September corn lost 10.75 cents on surprisingly light volume of 274,709 contracts. Volume was below that of July 22 when the September contract lost 3.75 cents on volume of 276,918 contracts and total open interest increased by 1,770. On July 24, total open interest declined by a strong 9,946 contracts, which relative to volume is approximately 20% above average. The September contract lost 13,612 open interest, new crop December -116.

As this report is being compiled on July 27, the September contract is trading sharp lower, down 18.50 cents or -4.71% and is leading the grain complex lower. We have been warning clients about the large open interest increases over the past week as prices declined. This indicated that shorts were in control of the market and that managed money had substantially increased their long positions.  Now this is adding selling pressure to the market as we said it would.

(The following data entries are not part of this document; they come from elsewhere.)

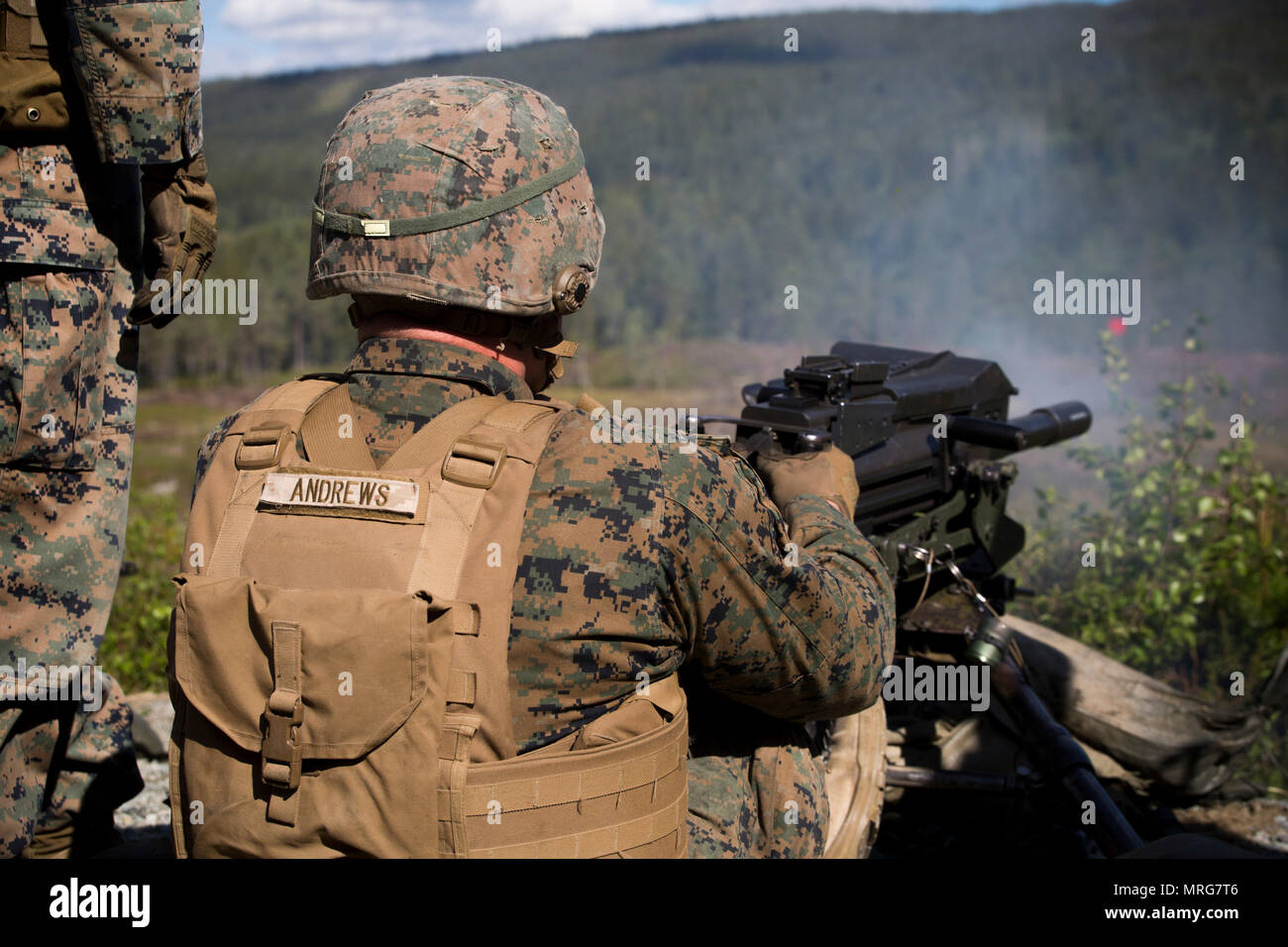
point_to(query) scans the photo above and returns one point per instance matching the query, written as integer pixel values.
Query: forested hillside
(812, 169)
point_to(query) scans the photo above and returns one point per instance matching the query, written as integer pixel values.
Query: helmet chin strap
(554, 355)
(542, 333)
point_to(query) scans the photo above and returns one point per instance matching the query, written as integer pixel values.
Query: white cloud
(256, 37)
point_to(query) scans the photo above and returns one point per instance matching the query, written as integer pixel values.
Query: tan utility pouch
(339, 660)
(284, 692)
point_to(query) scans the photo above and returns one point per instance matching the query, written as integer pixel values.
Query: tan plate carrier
(338, 654)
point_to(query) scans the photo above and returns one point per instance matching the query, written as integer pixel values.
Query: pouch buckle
(281, 755)
(467, 451)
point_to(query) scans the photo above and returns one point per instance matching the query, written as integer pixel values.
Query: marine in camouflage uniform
(636, 561)
(99, 119)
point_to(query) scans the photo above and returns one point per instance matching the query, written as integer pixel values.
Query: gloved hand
(827, 474)
(179, 234)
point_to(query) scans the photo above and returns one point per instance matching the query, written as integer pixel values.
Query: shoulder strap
(254, 445)
(321, 433)
(429, 445)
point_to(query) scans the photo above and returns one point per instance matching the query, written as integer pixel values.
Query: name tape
(340, 492)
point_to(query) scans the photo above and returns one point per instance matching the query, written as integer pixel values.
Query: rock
(153, 719)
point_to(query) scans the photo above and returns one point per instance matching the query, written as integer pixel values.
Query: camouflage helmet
(462, 191)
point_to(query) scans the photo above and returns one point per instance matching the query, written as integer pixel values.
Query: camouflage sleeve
(797, 622)
(137, 64)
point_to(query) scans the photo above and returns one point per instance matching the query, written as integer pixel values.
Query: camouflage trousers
(756, 787)
(67, 398)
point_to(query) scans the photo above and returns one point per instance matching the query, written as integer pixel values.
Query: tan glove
(827, 474)
(179, 234)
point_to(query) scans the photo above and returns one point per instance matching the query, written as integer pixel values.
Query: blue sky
(257, 37)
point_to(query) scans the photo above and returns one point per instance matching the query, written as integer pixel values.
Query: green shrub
(134, 646)
(1190, 579)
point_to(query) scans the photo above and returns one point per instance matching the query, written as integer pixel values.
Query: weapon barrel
(1063, 755)
(1046, 425)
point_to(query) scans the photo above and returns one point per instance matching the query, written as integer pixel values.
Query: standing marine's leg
(67, 399)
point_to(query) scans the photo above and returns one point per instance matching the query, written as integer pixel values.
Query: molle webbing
(627, 800)
(21, 34)
(475, 464)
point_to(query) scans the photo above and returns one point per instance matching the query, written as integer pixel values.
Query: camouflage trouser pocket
(53, 354)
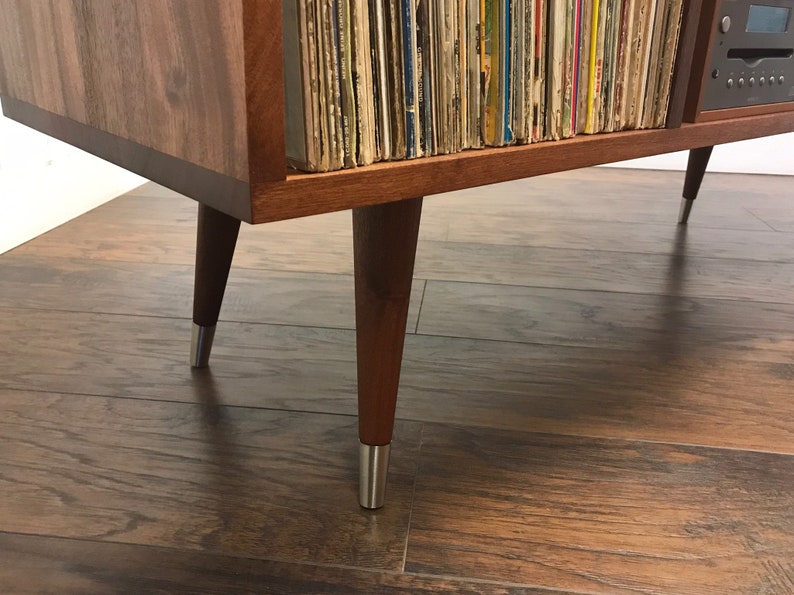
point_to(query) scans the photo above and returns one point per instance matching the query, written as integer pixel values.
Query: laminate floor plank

From the July 19 Weekend Wrap:

“Although the net long position held by managed money is reasonable based upon its past history relative to price levels, the fact is the bulky net long position will exert selling pressure if prices are unable to rally substantially.This will be exacerbated if prices accelerate on the downside and there is a dearth of short covering to lift prices as they decline.”

Chicago wheat: On July 27, September Chicago wheat will generate an intermediate term sell signal after generating a short-term sell signal on July 21.

September Chicago wheat lost 9.75 cents on light volume of 87,061 contracts. Volume was slightly below that of July 23 when the September contract gained 4.75 cents on volume of 87,719 contracts and total open interest increased by 1,029. On July 24, total open interest declined by 4,080 contracts, which relative to volume is approximately 75% above average meaning liquidation was extremely heavy on the decline. The September contract lost 5,363 of open interest. As this report is being compiled on July 27, the September contract is trading 8.00 cents lower and has made a daily low 5.02 1/2, which takes out the June 23 low of 5.06 1/2.

Cotton: It is likely that December cotton will generate short and intermediate term sell signals on July 27.

S&P 500 E mini: If today’s high of 2080.75 holds, a short term sell signal in the September E mini will be generated.

The September S&P 500 E mini lost 21.00 points on volume of 1,672,343 contracts. Total open interest increased by 34,418 contracts, which relative to volume is approximately 20% below average, but an open interest increase on Friday’s decline is bearish.

On July 23 the September contract lost 9.50 points on volume of 1,439,021 contracts and total open interest increased by 13,840. On July 22, the September contract lost 6.50 points on volume of 1,226,642 and total open interest increased by 7,786. In summary, we are seeing a pattern of open interest increases on price declines and when the market staged rallies, total open interest declined.

From the July 16 report after buy signals were generated:

“Although, the market can continue to advance, we remain suspicious of the rally and recommend the initiation of long option straddles or strangles in the December S&P 500 E mini contract. For subscribers of OIA Direct, please call with any question.”